Her grandmother was the one who suspected. Too long in the bathroom with the phone. She even missed making cupcakes with her sister and me. Something was wrong. Very, very wrong.

"Check her phone," her grandmother told her daughter. She could not believe what she saw. And read. From a man. He sent pictures. He asked for pictures. Yes, those kind of pictures. He wanted her to call him "Dad."

She is 11.

She met him online. Or, perhaps more accurately, he found her online.

There should be a law, and in California, at least as of last week, there is.

The new law in California, the first of its kind in the nation, requires major platforms -- including ones that don't cater exclusively to kids -- to protect kids from online predators. How? That's the point. If we parents knew how, we could protect our kids ourselves. We don't.

 

Whether you like big government or not, there are just certain things that, try as we might, even the most responsible parents can't control. That's when we look to government for help and when government needs to place the responsibility on those in the best position to protect our kids. And that's not us, try as we might. That's the internet platforms.
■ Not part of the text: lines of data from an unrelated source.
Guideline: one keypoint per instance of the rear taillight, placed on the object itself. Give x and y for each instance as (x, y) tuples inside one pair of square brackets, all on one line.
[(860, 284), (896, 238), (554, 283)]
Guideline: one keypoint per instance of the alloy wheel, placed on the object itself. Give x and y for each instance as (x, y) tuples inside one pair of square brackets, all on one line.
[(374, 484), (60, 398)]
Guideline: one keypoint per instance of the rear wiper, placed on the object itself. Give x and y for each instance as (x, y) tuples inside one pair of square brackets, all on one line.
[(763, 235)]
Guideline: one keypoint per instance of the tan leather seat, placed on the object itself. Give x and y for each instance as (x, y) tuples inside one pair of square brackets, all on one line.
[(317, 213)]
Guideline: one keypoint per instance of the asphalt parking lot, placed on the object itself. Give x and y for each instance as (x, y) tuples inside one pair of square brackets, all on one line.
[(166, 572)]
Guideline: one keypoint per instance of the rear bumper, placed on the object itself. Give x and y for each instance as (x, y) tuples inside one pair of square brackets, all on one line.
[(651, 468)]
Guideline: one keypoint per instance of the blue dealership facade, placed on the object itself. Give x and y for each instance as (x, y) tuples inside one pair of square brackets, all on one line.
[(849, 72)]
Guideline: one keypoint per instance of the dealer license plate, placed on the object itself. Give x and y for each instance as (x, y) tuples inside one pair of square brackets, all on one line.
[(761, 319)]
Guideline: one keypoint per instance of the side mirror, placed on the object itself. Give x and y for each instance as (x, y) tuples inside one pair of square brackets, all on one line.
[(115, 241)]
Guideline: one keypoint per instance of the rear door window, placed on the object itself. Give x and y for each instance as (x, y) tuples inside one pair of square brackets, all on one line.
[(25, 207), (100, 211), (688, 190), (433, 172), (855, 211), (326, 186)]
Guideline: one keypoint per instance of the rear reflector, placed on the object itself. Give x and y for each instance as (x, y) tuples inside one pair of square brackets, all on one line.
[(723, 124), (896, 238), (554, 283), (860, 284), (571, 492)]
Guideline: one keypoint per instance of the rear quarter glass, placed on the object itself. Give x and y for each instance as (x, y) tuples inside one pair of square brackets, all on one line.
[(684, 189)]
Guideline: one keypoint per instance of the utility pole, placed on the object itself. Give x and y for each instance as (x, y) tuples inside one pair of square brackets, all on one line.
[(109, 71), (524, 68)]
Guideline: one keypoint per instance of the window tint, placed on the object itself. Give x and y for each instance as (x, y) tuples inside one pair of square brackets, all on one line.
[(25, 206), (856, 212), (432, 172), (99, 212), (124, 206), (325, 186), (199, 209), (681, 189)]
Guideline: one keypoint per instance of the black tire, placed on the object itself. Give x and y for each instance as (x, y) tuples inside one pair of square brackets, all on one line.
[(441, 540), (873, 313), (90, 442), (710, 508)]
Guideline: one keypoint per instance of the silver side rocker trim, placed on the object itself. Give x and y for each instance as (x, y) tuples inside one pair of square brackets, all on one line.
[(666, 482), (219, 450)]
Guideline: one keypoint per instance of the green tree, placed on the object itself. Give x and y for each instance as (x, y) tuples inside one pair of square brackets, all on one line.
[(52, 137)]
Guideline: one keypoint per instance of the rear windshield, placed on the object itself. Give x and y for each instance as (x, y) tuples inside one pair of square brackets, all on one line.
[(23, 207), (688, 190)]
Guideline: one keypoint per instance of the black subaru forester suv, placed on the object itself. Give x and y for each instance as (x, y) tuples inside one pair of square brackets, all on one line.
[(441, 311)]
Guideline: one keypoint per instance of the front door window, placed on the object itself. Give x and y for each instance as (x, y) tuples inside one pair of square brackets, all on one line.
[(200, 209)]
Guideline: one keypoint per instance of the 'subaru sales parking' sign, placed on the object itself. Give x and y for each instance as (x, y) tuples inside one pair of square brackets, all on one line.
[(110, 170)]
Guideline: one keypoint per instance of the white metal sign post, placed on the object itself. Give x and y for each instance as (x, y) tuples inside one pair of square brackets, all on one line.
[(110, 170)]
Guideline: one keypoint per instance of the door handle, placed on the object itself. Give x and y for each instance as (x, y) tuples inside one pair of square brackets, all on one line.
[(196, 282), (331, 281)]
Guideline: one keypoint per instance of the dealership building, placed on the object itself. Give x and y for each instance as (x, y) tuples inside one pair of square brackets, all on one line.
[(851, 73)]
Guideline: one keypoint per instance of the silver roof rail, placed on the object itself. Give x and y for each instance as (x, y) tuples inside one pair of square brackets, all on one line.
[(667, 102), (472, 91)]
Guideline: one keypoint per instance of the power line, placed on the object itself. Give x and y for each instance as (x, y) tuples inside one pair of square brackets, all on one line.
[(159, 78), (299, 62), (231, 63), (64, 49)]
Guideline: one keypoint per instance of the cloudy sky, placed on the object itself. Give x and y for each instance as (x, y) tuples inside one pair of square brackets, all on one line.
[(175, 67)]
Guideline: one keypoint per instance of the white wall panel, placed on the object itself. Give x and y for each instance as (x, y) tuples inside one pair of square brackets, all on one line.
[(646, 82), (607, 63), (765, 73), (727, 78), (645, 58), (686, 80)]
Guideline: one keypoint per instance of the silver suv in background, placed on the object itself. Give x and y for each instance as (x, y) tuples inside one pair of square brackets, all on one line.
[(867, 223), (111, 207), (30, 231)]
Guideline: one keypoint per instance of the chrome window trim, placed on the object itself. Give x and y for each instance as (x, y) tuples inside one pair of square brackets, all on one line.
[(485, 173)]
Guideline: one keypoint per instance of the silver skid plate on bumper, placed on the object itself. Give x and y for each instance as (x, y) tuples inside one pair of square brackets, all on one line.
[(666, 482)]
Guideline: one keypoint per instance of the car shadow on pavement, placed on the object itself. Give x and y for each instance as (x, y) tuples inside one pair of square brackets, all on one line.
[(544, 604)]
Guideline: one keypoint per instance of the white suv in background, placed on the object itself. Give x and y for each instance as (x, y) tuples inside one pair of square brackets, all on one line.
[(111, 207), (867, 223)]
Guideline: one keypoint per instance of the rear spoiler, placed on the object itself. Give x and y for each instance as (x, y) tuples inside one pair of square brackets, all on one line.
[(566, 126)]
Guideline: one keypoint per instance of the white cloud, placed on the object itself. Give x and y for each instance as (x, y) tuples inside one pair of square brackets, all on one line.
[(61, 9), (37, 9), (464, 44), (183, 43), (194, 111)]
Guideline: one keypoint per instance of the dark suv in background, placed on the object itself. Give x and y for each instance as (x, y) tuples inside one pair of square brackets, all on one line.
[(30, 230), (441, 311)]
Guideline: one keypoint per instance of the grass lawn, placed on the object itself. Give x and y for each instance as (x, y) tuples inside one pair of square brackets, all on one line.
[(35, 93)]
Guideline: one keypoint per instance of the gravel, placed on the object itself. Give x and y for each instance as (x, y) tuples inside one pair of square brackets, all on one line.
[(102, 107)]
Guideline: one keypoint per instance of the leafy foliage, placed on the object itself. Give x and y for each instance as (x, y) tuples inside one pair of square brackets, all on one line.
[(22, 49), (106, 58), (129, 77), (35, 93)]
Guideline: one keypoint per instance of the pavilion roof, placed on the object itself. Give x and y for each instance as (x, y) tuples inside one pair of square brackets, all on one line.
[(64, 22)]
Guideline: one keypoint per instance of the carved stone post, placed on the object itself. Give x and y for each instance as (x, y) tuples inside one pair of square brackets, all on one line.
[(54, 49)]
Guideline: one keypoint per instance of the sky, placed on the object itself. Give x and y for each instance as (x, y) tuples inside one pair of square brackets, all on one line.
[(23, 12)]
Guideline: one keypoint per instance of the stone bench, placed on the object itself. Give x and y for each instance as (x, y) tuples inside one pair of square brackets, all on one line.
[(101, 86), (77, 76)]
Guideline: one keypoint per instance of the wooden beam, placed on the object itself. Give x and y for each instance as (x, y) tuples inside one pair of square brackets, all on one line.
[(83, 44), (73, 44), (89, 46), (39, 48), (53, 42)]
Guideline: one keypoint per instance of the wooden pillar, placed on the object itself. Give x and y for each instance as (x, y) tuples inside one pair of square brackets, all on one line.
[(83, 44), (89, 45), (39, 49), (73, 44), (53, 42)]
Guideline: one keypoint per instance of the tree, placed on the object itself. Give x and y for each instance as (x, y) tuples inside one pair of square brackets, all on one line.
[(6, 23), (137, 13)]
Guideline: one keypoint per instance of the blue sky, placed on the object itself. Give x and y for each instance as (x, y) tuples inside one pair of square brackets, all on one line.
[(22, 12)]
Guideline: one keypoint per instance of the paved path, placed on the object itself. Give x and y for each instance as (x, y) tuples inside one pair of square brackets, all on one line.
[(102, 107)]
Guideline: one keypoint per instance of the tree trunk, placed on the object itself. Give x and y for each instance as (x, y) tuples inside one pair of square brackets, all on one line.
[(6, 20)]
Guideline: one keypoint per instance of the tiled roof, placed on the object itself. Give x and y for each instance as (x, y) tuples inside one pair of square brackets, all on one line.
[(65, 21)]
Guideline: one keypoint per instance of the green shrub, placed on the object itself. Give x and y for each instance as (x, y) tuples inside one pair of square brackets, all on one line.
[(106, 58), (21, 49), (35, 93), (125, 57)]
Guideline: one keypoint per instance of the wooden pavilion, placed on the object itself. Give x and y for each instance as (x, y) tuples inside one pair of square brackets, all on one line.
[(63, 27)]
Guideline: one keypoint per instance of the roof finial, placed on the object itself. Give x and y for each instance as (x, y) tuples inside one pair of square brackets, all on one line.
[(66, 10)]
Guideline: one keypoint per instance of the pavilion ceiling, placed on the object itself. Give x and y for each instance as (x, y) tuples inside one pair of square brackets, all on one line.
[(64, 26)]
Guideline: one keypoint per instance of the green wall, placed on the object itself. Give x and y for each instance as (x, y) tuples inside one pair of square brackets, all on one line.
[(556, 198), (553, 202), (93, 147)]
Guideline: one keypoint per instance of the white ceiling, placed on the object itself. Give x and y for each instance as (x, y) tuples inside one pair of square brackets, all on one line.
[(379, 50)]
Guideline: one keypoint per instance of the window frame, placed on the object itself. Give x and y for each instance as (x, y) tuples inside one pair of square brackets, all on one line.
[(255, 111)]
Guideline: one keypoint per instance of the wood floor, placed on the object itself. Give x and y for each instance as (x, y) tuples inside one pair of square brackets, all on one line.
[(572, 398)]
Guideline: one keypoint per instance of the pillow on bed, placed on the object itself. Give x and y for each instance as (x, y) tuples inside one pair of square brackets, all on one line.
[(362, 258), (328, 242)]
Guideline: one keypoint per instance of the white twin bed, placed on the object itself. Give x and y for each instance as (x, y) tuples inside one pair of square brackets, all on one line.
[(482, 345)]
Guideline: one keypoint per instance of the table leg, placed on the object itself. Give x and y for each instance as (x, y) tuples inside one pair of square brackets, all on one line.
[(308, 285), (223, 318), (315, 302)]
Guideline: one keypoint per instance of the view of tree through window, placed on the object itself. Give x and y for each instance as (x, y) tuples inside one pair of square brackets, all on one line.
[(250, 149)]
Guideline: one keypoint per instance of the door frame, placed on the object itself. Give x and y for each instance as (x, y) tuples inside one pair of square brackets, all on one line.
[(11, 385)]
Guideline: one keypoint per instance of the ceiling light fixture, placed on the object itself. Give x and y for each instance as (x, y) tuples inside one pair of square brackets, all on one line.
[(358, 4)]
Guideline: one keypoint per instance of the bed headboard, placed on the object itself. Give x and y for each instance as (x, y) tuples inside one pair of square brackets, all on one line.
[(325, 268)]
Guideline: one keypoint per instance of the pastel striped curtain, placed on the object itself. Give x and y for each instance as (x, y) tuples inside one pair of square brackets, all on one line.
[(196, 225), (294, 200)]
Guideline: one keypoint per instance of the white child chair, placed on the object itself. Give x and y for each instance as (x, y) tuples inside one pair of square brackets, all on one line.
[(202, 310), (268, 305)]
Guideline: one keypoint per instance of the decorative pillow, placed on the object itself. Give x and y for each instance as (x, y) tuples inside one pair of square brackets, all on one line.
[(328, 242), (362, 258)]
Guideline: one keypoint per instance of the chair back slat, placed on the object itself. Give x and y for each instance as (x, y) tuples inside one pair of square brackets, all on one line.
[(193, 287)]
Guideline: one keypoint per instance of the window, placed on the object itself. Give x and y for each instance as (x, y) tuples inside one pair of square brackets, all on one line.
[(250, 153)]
You think it can't happen to you, that your kid is protected. Think again. Of course she no longer has a phone. But after years of going to school online, being online is as natural to kids these days as breathing. But so much more dangerous.

Online predators are everywhere. She says he's 13. She claims she doesn't know him. It's in her parents hands to deal with, mine just to worry and to sound the alarm. I've known this child since she was born. I never would have guessed. That's the point.

Whose child will be next?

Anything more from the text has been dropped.